Mendapat respon positif dari masyarakat dan apatur desa merupakan
hal terindah dari perjalan ini. Saya dan teman-teman mendapatkan sambutan
hangat dan penuh kekeluargaan oleh masyarakat Desa Rawa Kidang. Saya melihat
adanya harapan dari masyarakat kepada kami. Harapan untuk memberikan kontribusi
nyata bagi masyarakat desa.
Hari demi hari kami jalani dengan penuh semangat demi memberikan
yang terbaik bagi desa ini. Selama 32 hari menjalani hidup di desa yang tenang
dan berbeda dengan perkotaan, banyak kesan baik yang saya dapati. Masyarakat
yang begitu hangat dengan kedatangan kami, sehingga membuat saya dan
teman-teman merasa nyaman dan sulit melupakan kenangan ini. Ibu PKK yang selalu
sigap ketika saya dan teman-teman membutuhkan bantuan, Bapak RT dan Bapak Jaro
(RW) yang selalu ada untuk membantu merealisasikan program kami, Keluarga Bapak
H. Andy yang berbaik hati menumpangkan kami untuk tinggal di tempatnya, dan memberikan
beberapa kemudahan kepada kami untuk menjalankan program kegiatan, Ustadzah
Nani yang sangat-sangat menerima dengan tangan terbuka atas kedatangan kami
saat ingin membantu di TPA yang beliau jalani, Paguyuban Nol Tiga (PNT) RW 03
yang juga menyambut dan menerima kedatangan kami serta saling berbagi
pengetahuan, Guru-guru SDN Rawa Kidang yang menerima kami dengan sangat baik
ketika kami ingin berkegiatan di sana, serta masyarakat yang menerima dan ikut
berpartisipasi ketika kami mengadakan kegiatan, serta Bapak dan Ibu petani yang
selalu semangat memanen padi. Pada intinya, masyarakat Desa Rawa Kidang
merupakan masyarakat yang ramah dan menerima dengan sangat baik kedatangan
kami, selaku orang asing.
Selain masyarakat kalangan dewasa, ada pula anak-anak, baik di Desa Rawa Kidang ataupun di Kampung
Paburan Desa Rawa Kidang. Mereka sangat antusias dengan kedatangan kami di desa
mereka. Mereka pun sangat giat dalam mendapatkan pendidikan. Mereka selalu
semangat berangkat ke sekolah, antusias ketika mendapatkan pelajaran baru dari
kami, mengikuti beberapa pengajian di TPA yang berbeda, bahkan tak bosan
ditambah dengan mengikuti pelajaran tambahan yang kami adakan sebagai bimbel
harian. Selain dalam urusan pendidikan, mereka pun semangat dan antusias ketika
kami mengadakan kegiatan yang berhubungan dengan pola hidup sehat, seperti
berolahraga dan mengonsumsi makanan yang baik, seperti minum susu.

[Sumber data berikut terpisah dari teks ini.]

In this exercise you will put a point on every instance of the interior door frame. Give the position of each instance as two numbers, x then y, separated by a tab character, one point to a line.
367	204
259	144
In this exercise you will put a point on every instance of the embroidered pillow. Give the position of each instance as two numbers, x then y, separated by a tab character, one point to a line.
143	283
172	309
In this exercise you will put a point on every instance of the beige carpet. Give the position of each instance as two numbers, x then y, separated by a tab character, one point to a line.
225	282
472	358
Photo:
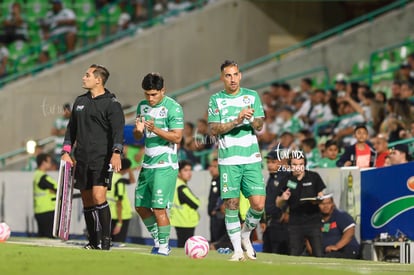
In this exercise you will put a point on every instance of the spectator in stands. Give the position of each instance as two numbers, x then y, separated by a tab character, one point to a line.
338	232
274	90
215	205
311	151
360	154
396	89
403	74
291	123
343	131
59	130
381	97
184	216
14	26
285	94
271	127
330	154
275	236
381	146
61	25
4	59
399	154
406	90
314	110
398	118
305	87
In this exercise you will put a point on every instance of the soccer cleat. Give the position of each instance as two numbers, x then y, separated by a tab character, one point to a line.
164	252
237	257
106	243
90	246
247	246
154	250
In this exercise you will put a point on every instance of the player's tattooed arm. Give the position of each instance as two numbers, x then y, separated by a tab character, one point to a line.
257	123
222	128
232	204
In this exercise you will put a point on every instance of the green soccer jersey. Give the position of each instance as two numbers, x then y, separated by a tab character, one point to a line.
167	115
238	146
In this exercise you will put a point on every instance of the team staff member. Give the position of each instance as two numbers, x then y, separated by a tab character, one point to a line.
96	126
119	204
234	114
160	118
44	191
184	215
304	215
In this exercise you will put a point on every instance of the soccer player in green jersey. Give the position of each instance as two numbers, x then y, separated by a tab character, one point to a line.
234	115
160	119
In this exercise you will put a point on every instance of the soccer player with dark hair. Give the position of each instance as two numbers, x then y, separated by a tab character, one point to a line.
160	119
234	114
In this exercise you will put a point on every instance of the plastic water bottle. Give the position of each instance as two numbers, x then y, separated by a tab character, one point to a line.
224	250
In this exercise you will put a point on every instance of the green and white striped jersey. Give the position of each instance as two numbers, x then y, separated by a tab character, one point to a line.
238	146
167	115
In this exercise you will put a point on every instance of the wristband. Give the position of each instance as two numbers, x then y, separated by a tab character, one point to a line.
67	148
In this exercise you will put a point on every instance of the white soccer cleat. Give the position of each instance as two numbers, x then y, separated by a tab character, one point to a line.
237	257
247	246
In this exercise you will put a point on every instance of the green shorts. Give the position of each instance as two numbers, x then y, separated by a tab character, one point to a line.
155	188
247	178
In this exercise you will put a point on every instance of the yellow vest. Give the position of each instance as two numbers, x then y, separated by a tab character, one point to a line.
44	200
182	215
120	190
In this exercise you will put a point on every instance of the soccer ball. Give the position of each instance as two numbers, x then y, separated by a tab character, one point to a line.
196	247
4	232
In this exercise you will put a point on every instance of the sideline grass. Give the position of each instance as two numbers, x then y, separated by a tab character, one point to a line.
39	256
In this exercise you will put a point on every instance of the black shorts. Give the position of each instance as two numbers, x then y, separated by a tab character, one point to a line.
86	176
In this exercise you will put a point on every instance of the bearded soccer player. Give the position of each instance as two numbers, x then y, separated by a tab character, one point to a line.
234	115
160	119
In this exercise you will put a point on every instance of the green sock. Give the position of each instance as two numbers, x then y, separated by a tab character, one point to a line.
164	235
252	220
153	229
233	228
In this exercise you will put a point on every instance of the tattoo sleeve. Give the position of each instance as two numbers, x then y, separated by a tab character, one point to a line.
222	128
257	123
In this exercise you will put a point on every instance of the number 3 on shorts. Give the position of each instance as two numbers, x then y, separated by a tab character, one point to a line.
224	177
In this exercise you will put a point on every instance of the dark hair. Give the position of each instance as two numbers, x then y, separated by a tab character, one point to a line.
100	71
41	158
285	86
307	80
183	163
228	63
330	143
153	81
311	142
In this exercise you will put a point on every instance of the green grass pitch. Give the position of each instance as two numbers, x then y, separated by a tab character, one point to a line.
41	256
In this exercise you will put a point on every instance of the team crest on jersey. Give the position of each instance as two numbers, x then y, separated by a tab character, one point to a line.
163	113
246	100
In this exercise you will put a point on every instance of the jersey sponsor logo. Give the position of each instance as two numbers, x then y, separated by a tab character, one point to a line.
80	107
163	112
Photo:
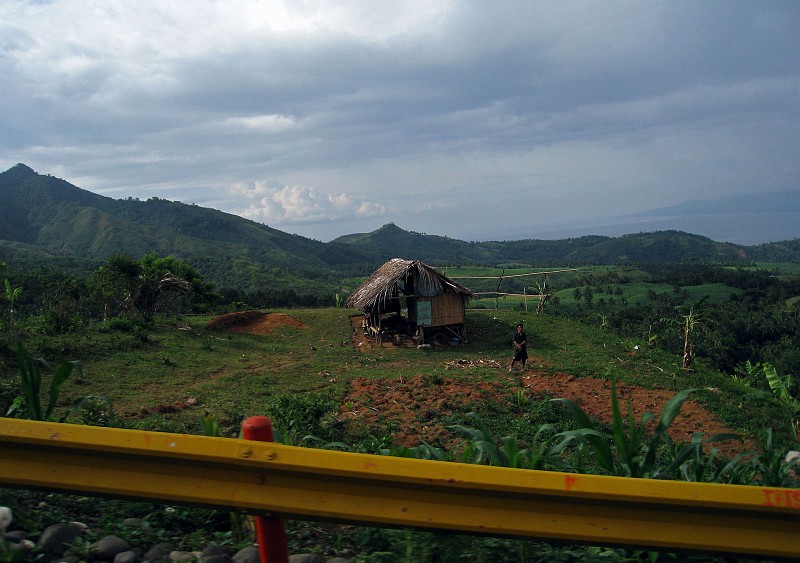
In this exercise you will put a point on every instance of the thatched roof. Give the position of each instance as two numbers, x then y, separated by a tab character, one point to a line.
381	285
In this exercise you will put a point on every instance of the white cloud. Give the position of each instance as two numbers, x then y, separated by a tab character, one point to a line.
467	115
297	204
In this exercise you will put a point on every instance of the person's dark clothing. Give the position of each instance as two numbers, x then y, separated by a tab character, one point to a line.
521	354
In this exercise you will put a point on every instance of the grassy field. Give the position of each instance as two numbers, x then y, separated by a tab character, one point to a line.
167	378
300	371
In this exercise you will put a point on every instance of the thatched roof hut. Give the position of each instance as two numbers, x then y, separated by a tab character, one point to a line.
431	299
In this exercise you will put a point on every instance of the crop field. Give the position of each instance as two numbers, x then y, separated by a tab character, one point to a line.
322	382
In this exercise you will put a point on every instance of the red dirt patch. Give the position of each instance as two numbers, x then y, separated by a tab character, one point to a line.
412	405
253	322
594	397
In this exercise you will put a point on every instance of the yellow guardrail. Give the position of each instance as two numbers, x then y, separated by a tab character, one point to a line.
376	490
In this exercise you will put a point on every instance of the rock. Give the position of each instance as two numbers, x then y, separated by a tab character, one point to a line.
306	558
158	552
247	554
54	537
217	550
5	518
184	556
21	550
16	536
130	556
108	547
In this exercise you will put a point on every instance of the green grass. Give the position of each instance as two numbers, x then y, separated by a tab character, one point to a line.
232	375
300	375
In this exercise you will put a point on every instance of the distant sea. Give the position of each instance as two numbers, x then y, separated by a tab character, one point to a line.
747	228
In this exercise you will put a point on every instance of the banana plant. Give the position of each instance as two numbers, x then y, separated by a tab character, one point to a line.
30	402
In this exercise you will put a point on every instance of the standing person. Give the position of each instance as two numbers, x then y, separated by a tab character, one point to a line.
520	342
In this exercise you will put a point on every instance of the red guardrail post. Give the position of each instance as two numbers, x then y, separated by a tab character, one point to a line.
270	533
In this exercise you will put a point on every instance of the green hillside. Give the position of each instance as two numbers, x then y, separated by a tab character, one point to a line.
48	221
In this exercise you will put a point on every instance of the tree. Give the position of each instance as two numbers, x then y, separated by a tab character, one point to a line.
12	294
115	283
693	321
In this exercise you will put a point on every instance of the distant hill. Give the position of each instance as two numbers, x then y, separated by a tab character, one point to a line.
46	220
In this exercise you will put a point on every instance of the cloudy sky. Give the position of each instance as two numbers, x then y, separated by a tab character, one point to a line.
475	120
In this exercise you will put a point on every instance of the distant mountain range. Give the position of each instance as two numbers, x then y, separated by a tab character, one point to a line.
740	219
47	221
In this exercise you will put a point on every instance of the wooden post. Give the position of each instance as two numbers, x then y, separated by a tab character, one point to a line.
270	532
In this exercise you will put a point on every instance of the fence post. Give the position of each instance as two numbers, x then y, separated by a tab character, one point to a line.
270	532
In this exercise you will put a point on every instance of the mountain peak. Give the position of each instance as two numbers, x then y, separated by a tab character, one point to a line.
21	169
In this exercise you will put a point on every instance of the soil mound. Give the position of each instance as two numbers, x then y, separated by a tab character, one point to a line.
253	322
412	405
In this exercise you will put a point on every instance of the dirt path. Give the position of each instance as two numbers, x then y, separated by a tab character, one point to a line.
410	406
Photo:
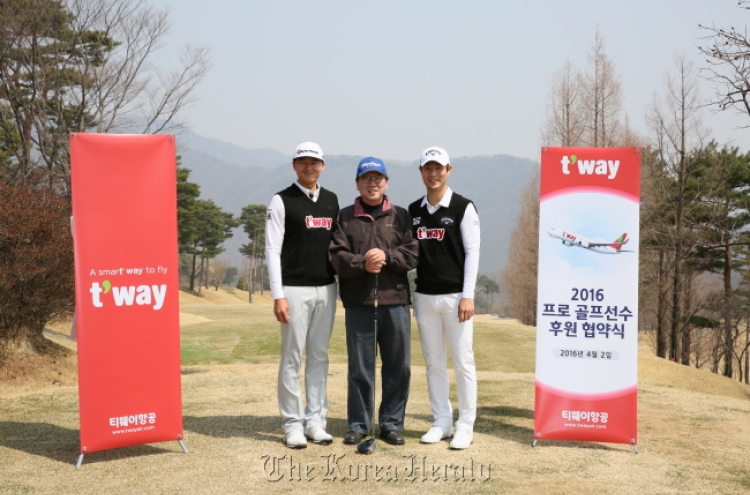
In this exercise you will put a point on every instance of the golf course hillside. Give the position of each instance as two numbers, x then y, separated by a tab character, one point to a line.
693	433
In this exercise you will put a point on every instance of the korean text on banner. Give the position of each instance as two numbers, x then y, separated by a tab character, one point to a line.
127	289
587	314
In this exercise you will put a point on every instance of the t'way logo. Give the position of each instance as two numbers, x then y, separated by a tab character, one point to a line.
589	167
425	233
129	295
318	223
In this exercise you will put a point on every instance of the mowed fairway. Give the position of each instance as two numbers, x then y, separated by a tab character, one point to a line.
694	427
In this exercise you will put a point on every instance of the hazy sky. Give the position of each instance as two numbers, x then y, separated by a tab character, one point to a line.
390	78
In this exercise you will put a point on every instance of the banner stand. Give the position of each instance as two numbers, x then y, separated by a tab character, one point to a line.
124	202
586	375
533	444
182	445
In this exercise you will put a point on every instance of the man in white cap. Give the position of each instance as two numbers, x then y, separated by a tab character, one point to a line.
299	226
447	227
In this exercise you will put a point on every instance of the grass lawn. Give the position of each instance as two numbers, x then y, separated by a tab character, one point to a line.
693	426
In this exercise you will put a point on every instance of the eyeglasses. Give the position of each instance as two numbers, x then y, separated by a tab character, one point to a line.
373	180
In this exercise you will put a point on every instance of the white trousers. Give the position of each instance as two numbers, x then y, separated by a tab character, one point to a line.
437	319
311	311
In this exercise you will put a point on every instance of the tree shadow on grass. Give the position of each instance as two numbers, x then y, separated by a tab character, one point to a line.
62	444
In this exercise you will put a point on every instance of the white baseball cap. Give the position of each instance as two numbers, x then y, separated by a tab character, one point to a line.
310	149
434	154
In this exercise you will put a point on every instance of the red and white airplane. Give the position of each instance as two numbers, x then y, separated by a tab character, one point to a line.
571	239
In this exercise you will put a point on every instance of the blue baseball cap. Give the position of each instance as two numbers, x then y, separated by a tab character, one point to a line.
371	164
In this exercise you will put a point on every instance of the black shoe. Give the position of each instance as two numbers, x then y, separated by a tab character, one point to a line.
392	436
353	437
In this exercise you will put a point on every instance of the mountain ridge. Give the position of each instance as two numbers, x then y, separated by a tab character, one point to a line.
229	176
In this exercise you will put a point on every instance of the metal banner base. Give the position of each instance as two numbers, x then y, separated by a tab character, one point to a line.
79	463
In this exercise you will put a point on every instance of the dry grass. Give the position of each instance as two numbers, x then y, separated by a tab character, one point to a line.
693	430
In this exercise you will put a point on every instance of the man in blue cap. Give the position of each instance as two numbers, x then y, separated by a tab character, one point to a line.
374	244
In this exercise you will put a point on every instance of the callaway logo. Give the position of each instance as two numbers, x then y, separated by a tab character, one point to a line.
318	223
425	233
129	295
314	152
589	167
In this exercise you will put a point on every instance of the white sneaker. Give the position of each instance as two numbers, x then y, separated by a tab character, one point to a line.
318	434
462	440
295	440
435	435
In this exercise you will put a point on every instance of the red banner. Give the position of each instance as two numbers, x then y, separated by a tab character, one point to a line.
587	314
127	289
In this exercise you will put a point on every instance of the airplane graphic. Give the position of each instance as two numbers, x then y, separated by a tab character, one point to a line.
571	239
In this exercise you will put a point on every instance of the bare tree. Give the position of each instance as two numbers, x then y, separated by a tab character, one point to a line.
565	122
519	277
675	121
84	65
727	52
603	98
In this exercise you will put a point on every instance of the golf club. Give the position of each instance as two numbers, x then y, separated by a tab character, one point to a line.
368	446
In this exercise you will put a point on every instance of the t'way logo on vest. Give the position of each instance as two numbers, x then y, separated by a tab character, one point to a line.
318	223
425	233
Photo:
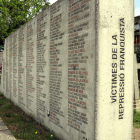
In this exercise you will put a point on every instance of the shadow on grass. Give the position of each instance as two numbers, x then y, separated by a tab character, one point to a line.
21	125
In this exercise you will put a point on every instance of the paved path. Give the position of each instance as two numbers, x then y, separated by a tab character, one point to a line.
5	134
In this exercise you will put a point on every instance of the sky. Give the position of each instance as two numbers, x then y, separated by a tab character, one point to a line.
136	4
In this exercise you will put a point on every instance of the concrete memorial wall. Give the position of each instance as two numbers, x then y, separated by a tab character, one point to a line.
71	67
1	57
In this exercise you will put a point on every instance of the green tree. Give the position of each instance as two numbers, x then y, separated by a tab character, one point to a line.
137	52
15	13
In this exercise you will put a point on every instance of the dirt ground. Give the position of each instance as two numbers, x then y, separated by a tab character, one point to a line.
136	133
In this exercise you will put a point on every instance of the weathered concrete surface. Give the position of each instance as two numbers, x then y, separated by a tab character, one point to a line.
115	70
64	67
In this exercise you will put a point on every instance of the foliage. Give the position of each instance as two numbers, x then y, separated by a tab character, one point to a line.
137	52
136	119
15	13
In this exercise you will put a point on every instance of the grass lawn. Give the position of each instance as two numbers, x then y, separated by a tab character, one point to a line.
22	126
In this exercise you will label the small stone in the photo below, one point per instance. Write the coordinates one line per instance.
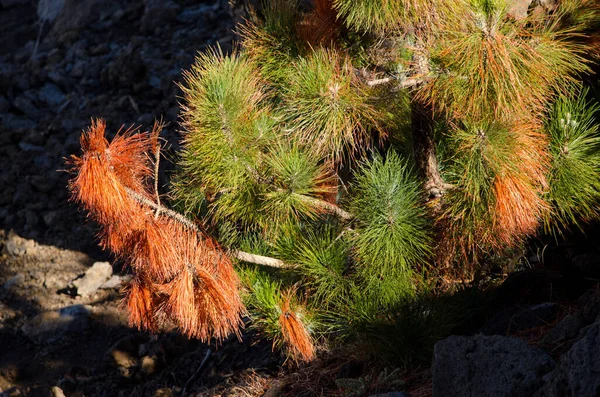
(14, 282)
(164, 392)
(115, 281)
(54, 325)
(16, 245)
(57, 392)
(148, 365)
(94, 277)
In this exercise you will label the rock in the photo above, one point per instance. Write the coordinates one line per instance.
(43, 183)
(518, 319)
(53, 325)
(157, 13)
(578, 374)
(164, 392)
(148, 365)
(27, 107)
(17, 246)
(12, 122)
(115, 281)
(587, 263)
(57, 392)
(123, 354)
(590, 306)
(490, 366)
(12, 3)
(51, 95)
(14, 282)
(50, 218)
(4, 104)
(198, 13)
(568, 328)
(94, 277)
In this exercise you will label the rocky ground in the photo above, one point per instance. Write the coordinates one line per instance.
(61, 330)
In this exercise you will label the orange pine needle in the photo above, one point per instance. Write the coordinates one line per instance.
(296, 337)
(139, 301)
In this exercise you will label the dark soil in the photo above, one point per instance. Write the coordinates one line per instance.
(120, 60)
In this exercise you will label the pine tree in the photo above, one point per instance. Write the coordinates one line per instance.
(347, 156)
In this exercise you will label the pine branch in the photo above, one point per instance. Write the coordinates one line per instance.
(260, 260)
(325, 205)
(405, 83)
(241, 255)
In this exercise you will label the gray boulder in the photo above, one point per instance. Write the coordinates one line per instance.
(488, 366)
(93, 279)
(578, 374)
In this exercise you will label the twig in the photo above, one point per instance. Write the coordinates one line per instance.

Selama tinggal sebulan lamanya di Desa Rawa Kidang, banyak
pembelajaran yang dapat saya petik dan saya jadikan acuan untuk hidup yang
lebih baik. Seperti belajar menghargai adanya orang baru yang datang ke
kehidupan kita, belajar menghargai perbedaan yang ada diantara warga, belajar
menjadi lebih peka dengan problematika lingkungan sekitar, belajar disiplin dan
menghargai waktu, belajar membimbing
anak-anak, belajar gotong royong, dan segala hal positif lainnya yang sangat
bermanfaat untuk kehidupan saya di masyarakat.
Mengabdi
Agar Bermanfaat Bagi Sesama
Desa
Rawa Kidang, Kecamatan Sukadiri, Kabupaten Tangerang. Desa tersebut menjadi
salah satu tempat yang tidak akan saya lupakan. Sebuah desa yang memiliki
pemandangan menenangkan, dengan hamparan sawah memenuhi sudut pandang siapapun
yang melihatnya.
Selama
menjalani masa KKN ini, sedikit banyak saya mengetahui kekurangan dan kelebihan
desa dari seluruh hal yang ada. Kurangnya tempat pembuangan sampah di pinggir
jalan, membuat masyarakat menjadi suka membuang sampah di pinggir jalan. Hal
ini menyebabkan sampah menjadi berserakan hingga ke badan jalan, dan membuat
pemandangan menjadi kurang indah.
Selain
itu, kurangnya tenaga pengajar di TPA sekitar desa, menjadi hal yang perlu
diperhatikan kembali. Dari segi keinginan untuk mendapatkan pendidikan, desa
ini sudah cukup baik dari segi sarana dan prasarana pendidikan. Namun satu hal
yang menjadi sorotan yaitu, kurangnya minat dari para pelajar untuk melanjutkan
pendidikan ke tingkat yang lebih tinggi. Karena mereka berpikir bahwa
pendidikan di Perguruan Tinggi tidak terlalu penting, mengingat dengan tamatan
SMA pun sudah dapat bekerja dan mencari uang. Selain itu, ketakutan akan
mahalnya biaya yang harus dikeluarkan oleh orang tua jika ingin melanjutkan
pendidikan ke Perguruan Tinggi, menjadi salah satu alasan orang tua disana
tidak menganjurkan anak-anak mereka untuk meneruskan pendidikan. Dari segi
kesehatan, masyarakat kurang memperhatikan bagaimana menerapkan pola hidup
sehat.
Hal
inilah yang menjadikan saya dan teman-teman membuat program kerja yang sesuai
untuk membantu mencerahkan dan memberdayakan masyarakat disana. Mulai dari turut serta membantu memberikan
pengajaran untuk Siswa SDN Rawa Kidang, membantu kegiatan di Taman Pendidikan
Al-Quran (TPA) pada tiga titik lokasi,
memberikan bantuan kepada adik-adik yang ingin mendapatkan pelajaran
tambahan, memberikan inspirasi dan motivasi kepada siswa SMA agar berminat melanjutkan
ke Perguruan Tinggi, mengadakan pemeriksaan kesehatan gratis, mengadakan berbagai
perlombaan untuk memperingati Hari Kemerdekaan Indonesia, kegiatan jalan sehat
setiap hari minggu, membuat tempat pembuangan sampah yang dibutuhkan oleh
masyarakat, pengadaan fasilitas untuk TPA dan majelis seperti meja belajar-kipas
angin dan karpet, pengadaan alat ibadah seperti mukena dan Al-Qur’an.
Dengan
harapan semoga apa yang saya dan teman-teman lakukan selama masa pengabdian, dapat
bermanfaat bagi kami sendiri dari segi pengalaman, relasi, ilmu dan amalan.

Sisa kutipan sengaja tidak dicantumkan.